La « branch tax » française de l’article 115 quinquies du CGI n’est pas conforme au principe de liberté d’établissement
Publié le 04/10/2019 à 15:56



Le Conseil d’État (CE, 10 juillet 2019, n° 412581, Société Cofinimmo) a cassé et annulé l’arrêt de la cour administrative d’appel de Paris (numéro 16PA01795 du 17 mai 2017) par lequel cette dernière avait jugé que l’article 115 quinquies du Code général des impôts (CGI) était conforme à l’article 49 du Traité sur le fonctionnement de l’Union Européenne (TFUE). En effet, pour le Conseil d’État, les dispositions de cet article 115 quinquies du CGI sont de nature à opérer un traitement discriminatoire, prohibé par le droit de l’Union, entre les succursales françaises de sociétés non-résidentes et les sociétés mères non-résidentes de filiales françaises, non justifié par des raisons tenant à la préservation de la répartition du pouvoir d’imposer entre les États membres ni par la lutte contre l’évasion fiscale.


 


Présomption de distribution des bénéfices réalisés en France par les succursales de sociétés étrangères


Aux termes du 1. de l’article 115 quinquies du CGI, les bénéfices réalisés par les succursales en France de sociétés étrangères sont réputés distribués à des associés n’ayant pas leur domicile fiscal ou leur siège social en France. Cette présomption, qui ne peut être combattue en se prévalant de ce que les bénéfices réalisés en France sont demeurés investis en France, a pour effet de soumettre ces bénéfices à une retenue à la source en France par l’application de l’article 119 bis du CGI (celle-ci étant de 30 % depuis 2012 voire moindre selon les conventions fiscales bilatérales).

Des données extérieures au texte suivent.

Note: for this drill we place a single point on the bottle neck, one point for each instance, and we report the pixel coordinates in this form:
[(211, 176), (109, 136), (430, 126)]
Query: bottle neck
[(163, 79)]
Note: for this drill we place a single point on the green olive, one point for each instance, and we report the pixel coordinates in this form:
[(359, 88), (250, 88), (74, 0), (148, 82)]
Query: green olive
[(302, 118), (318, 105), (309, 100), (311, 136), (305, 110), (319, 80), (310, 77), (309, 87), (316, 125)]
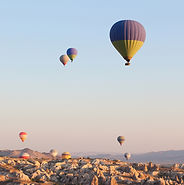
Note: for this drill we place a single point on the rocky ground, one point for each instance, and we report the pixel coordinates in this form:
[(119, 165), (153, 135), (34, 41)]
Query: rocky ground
[(87, 172)]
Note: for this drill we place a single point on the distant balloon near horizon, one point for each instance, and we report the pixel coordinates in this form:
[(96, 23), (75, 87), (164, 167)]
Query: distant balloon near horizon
[(53, 152), (72, 53), (127, 156), (64, 59), (121, 139), (24, 156), (127, 36), (23, 136), (66, 155)]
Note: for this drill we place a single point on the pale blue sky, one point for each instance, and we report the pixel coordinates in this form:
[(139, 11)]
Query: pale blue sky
[(87, 104)]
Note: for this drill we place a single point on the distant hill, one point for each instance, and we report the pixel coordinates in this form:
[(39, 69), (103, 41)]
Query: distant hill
[(170, 156), (16, 153)]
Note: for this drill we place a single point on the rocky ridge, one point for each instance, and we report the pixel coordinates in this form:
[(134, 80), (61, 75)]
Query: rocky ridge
[(84, 171)]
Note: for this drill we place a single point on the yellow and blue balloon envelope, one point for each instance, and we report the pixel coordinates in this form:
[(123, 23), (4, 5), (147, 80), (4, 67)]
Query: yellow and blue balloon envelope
[(127, 36)]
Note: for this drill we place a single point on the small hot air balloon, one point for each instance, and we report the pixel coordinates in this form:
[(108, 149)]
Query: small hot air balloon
[(127, 36), (127, 156), (121, 139), (64, 59), (72, 53), (53, 152), (24, 156), (23, 136), (66, 155)]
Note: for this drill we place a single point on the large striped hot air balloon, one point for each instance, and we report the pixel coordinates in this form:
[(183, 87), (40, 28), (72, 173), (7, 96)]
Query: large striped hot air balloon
[(23, 136), (127, 36), (121, 139), (127, 156), (72, 53)]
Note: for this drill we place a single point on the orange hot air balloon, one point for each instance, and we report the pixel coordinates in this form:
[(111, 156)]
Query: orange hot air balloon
[(24, 156), (23, 136), (64, 59)]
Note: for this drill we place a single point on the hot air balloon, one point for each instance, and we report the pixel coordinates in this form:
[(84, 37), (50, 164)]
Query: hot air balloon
[(24, 156), (66, 155), (121, 139), (127, 156), (72, 53), (127, 36), (23, 136), (64, 59), (53, 152)]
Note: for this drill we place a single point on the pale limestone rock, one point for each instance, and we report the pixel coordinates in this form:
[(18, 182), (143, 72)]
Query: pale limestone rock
[(94, 180)]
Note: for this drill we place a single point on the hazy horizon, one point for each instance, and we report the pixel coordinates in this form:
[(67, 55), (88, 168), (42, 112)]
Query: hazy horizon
[(86, 105)]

Le 2. de l’article 115 quinquies permet, quant à lui, de demander une révision de liquidation de la retenue à la source et d’obtenir la restitution de l’excédent perçu lorsque les sommes auxquelles cette retenue a été appliquée dépassent le montant total des distributions effectives, et lorsque la société étrangère justifie que les bénéficiaires de ses distributions ont leur domicile ou leur siège en France.


Enfin, le 3. de cet article offre une exonération de la retenue à la source lorsque la société étrangère, d’une part, a son siège de direction effective dans un état membre de l’Union européenne et, d’autre part, est passible de l’impôt sur les sociétés, sans possibilité d’option et sans en être exonérée.


 


La société belge demandait l’exonération de retenue à la source pour les bénéfices perçus de sa succursale française


La société Cofinimmo SA, de droit belge, a demandé – via un rescrit – à l’administration si pour les bénéfices qu’elle percevait de sa succursale en France, elle pouvait bénéficier du 3. de l’article 115 quinquies du CGI. L’administration a répondu par la négative parce que le régime d’exonération d’impôt sur les sociétés dont bénéficie la société en Belgique en tant que SICAFI (1) s’opposait à ce qu’elle puisse se prévaloir de cette exonération. En outre, la succursale avait opté en France pour le régime fiscal des SIIC, équivalent en France de la SICAFI, et bénéficiait à ce titre d’une exonération de l’impôt sur les sociétés au titre de l’article 206 C du CGI.


Ainsi, en application de l’article 17 de la Convention fiscale entre la France et la Belgique, la société Cofinimmo a été soumise à la retenue à la source en France au taux de 10 %, sans possibilité d’en être exonérée.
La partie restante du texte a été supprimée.